Esiste un’alternativa possibile a questo modello di rigenerazione urbana, ma purtroppo bisogna guardare all’estero. Prendiamo Parigi. Lo Spazio 104 (Centquatre) di Parigi è un centro culturale ed espositivo di 39000 metri quadri situato in un edificio industriale della metà del XIX secolo, un tempo servizio comunale delle pompe funebri della Ville de Paris.
Il sito, completamente rinnovato dopo tre anni di lavori, rientra nel progetto di riorganizzazione urbana e di valorizzazione di un’area di Parigi lasciata in rovina.
Ufficialmente, il 104, è definito “uno stabilimento pubblico a carattere industriale e commerciale di cooperazione culturale”. È stato inaugurato nel 2008 grazie ai generosi finanziamenti della città di Parigi – 110 milioni di euro – che ha voluto investire in questo progetto di riconversione dell’area urbana, una zona periferica con un tasso di disoccupazione molto alto, e di promozione di nuove forme espressive.
Di sicuro, è diverso dalla maggior parte dei centri culturali che siamo abituati a vedere. È stato concepito come cantiere di opere d’arte, come laboratorio artistico di rinnovamento culturale, è basato sull’idea che arte e cultura debbano sempre essere legate alla realtà sociale e territoriale e fonde tra loro tutte le forme d’arte (danza, teatro, pittura, scultura, cinema, video, musica, arte culinaria, attività circensi, corsi di Yoga, Tai Chi, Qi Gong, ecc.) in stretta collaborazione con altre simili realtà artistiche europee, e non solo. Artisti e pubblico entrano in contatto senza intermediari: ognuno può interagire in tempo reale con l’atto creativo. La programmazione è variegata in quanto tiene conto delle proposte del pubblico.
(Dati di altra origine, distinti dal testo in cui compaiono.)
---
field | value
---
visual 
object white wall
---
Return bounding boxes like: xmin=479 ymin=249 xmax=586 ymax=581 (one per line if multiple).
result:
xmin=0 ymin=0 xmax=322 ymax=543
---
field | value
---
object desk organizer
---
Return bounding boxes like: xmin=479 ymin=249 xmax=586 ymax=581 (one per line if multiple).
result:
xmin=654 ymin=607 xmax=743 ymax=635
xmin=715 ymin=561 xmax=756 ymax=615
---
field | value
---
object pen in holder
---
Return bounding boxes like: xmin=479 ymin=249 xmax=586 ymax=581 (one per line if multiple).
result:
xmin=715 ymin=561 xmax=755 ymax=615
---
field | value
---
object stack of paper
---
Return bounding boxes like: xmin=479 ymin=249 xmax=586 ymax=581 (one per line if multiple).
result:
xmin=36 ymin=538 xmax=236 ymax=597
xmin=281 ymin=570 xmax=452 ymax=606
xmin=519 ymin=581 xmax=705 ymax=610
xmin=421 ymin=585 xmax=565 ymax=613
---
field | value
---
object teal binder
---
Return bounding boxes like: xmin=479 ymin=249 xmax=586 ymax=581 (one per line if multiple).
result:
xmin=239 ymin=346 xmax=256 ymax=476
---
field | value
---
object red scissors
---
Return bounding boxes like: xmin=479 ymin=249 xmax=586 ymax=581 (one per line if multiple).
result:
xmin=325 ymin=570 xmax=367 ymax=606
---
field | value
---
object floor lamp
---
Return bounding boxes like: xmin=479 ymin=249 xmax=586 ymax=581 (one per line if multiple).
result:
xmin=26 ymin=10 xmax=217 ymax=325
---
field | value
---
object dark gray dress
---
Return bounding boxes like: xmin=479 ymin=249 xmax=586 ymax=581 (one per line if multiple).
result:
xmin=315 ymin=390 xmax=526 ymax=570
La struttura è suddivisa in varie aree: 18 laboratori artistici/atelier, due sale per spettacoli e una sala prove. Ogni giorno ci sono eventi, mostre, concerti, performances, dibattiti e incontri ai quali partecipano attivamente non solo gli artisti ma anche i visitatori che vengono coinvolti in modo diretto e interattivo, mettendo in pratica la cosiddetta Participatory Art. In pratica, il 104 è un luogo di incontro e di scambi per artisti, ragazzi e famiglie.
Ci sono anche attività gratuite dedicate ai bambini che possono giocare, fare sculture o disegnare nello spazio chiamato Maison des Petits. Qui c’è spazio per ogni tipo di esigenza: dal relax allo studio, dall’assistenza alla formazione culturale. Insomma, il 104 di Parigi è un luogo di sperimentazione e di partecipazione dove chiunque, e non solo gli artisti, può dar vita a esibizioni, esposizioni e pratiche collettive.
Un modello che i cittadini proposero ben tre anni fa per la ex Dogana di San Lorenzo, durante estenuanti incontri per il Progetto Urbano San Lorenzo. Ma tra feste, inaugurazioni, eventi temporanei e politici, la grande assente a Roma è sempre, ancora una volta, la volontà politica.